The Court found the facts of the case distinguishable from those of other cases were federal courts have explored the habitual residence of children under the Hague Convention. Because this family was a family of considerable means, many of the factors that federal courts consider in determining habitual residence (both those under shared intent and acclimatization) were unhelpful in the analysis of habitual residence in this case. It was clear from the facts presented that the parties' children had full and active lives in the United States and in Venezuela. The parties had very nice homes in both countries, and the facts show that the children spent considerable time in both places throughout their lives.

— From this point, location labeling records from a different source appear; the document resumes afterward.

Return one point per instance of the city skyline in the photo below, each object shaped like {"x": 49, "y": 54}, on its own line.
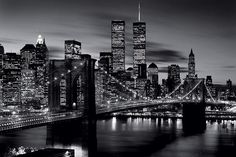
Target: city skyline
{"x": 205, "y": 26}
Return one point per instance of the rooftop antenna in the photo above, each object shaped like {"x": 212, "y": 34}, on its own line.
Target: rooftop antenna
{"x": 139, "y": 12}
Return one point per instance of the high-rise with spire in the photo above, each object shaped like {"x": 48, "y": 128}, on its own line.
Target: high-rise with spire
{"x": 118, "y": 45}
{"x": 191, "y": 65}
{"x": 139, "y": 42}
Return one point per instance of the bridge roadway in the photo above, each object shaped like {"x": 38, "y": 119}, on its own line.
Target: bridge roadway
{"x": 31, "y": 120}
{"x": 17, "y": 121}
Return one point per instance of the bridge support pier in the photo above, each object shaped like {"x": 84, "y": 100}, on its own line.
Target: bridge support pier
{"x": 194, "y": 120}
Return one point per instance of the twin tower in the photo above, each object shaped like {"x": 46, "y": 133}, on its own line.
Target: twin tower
{"x": 118, "y": 44}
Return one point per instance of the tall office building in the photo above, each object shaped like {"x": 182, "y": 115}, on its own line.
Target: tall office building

The following facts supported the mother's argument that as of September 12, 2011, the parties' children were habitually resident in Venezuela: the mother, the sole provider of the family since 2006, was employed as an attorney in Venezuela and is only licensed to practice in Venezuela; between September 2008 and September 2011, the children completed the majority of their homeschool activities while physically located in Venezuela; and * between September 2008 and September 2011, the children's time in the United States was during times traditionally considered holiday/vacation. The following facts supported the father's argument that as of September 12, 2011, the parties' children were habitually resident in the United States:
the children lived and attended school in South Carolina from 2006 to September  2008; the children participated in a South Carolina homeschool curriculum; the father was prohibited from remaining in Venezuela for more than 90 consecutive days; since 2008, the children always entered Venezuela as tourists using their United States passports; and the children's primary pediatrician and dentist were located in South Carolina, and the children's only eye doctor and orthodontist were located in South Carolina.

In balancing all of the facts, this court resolved the issue of habitual residence in favor of the father and found that since approximately 2006, the children's habitual residence had been the United States. Importantly, although the children stayed in Venezuela for an appreciable period of time from September 2008 to September 2011, they continued to travel in and out of Venezuela as tourists using their American passports. Also, their father, who administered their homeschool lessons, entered Venezuela as a tourist and was prohibited from staying in Venezuela for more than 90 days at a time. As such, neither the father nor the children were ever present in Venezuela for 90 consecutive days or more during the three-year period from September 2008 to September 2011. It may have been the mother's intent for her family to move to Venezuela in September 2008; however, the father did not share her intent, and the children's pattern of travel and their activities from September 2008 to September 2011 were not sufficient to establish Venezuela as their new habitual residence. Thus, from September 2008 to September 2011 the habitual residence of the children remained the United States.

Accordingly, the court found that Petitioner had not proven a prima facie case of wrongful retention and denied the petition.